Ultrasound-enhanced effects of adriamycin against murine tumors

Earlier studies from out and other laboratories have demonstrated that ultrasound (US) enhances the cytotoxicity in vitro of the antitumor agent Adriamycin (Adr) (Harrison et al.1991; Loverock et al. 1990; Saad and Hahn 1987, 1989; Yang et al. 1991; Yumita et al. 1987, 1989). We have now tested the possibility that this additional cytotoxicity can be translated into antitumor activity in vivo. Mice, bearing either a fibrosarcoma (RIF-1) or a melanoma (B-16) on their thighs, were injected with a single dose of Adr (10–20 mg/kg). The tumors were then heated locally to 41°–43°C for 30 min, either by insonation with US or by immersion of the animals' limbs into hot water baths. Antitumor efficacy was scored two ways: by serial measurements of tumor volume to determine the time for the tumor to double in size, or by determining the X-ray dose required to sterilize 50% of the tumors (TCD 50) after the Adr-hyperthermia treatment. Both assays gave similar results. Ultrasound-induced hyperthermia was substantially more effective in enhancing Adr activity than was hyperthermia induced by the water bath. The mean-doubling time was 13 days for tumors treated with the combination of Adr and US and 6 days for tumors heated with a water bath immediately after injection of Adr.
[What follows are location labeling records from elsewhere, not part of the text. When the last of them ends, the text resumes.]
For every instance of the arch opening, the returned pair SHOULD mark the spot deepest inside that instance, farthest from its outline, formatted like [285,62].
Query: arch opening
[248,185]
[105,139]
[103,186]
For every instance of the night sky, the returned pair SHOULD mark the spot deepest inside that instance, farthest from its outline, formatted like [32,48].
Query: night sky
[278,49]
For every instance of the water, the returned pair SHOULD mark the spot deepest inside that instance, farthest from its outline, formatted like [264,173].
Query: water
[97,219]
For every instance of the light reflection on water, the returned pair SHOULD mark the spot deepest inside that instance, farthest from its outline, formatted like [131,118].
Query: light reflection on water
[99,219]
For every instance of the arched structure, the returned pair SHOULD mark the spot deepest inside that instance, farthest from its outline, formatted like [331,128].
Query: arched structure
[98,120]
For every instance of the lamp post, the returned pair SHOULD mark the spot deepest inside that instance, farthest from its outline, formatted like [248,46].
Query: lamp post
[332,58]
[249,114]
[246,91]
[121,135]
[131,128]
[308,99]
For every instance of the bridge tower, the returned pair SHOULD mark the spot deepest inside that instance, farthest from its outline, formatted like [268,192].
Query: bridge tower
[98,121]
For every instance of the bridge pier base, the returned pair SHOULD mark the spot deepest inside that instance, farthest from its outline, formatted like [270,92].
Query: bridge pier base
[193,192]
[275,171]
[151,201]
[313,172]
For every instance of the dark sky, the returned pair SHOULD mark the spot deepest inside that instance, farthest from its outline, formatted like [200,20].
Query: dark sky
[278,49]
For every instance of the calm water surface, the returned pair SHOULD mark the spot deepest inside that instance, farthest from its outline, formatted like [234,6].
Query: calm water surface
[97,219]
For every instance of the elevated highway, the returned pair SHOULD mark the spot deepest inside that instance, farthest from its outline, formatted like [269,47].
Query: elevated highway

The TCD 50 was 21.2 ±0.8 Gy for the combination of US and Adr and 36.1 ± 0.9 Gy for the water bath heating and Adr. Because of fears that US might enhance metastatic rates, perhaps by mechanically dislodging cells from tumors, we tested that possibility in the B-16 melanoma system by quantifying formation of lung colonies. No effects of US on frequency of metastatic formation were seen. Our data, therefore, suggest that the combination of Adr and US-induced hyperthermia should be effective in the treatment of those malignancies accessible to ultrasound heating.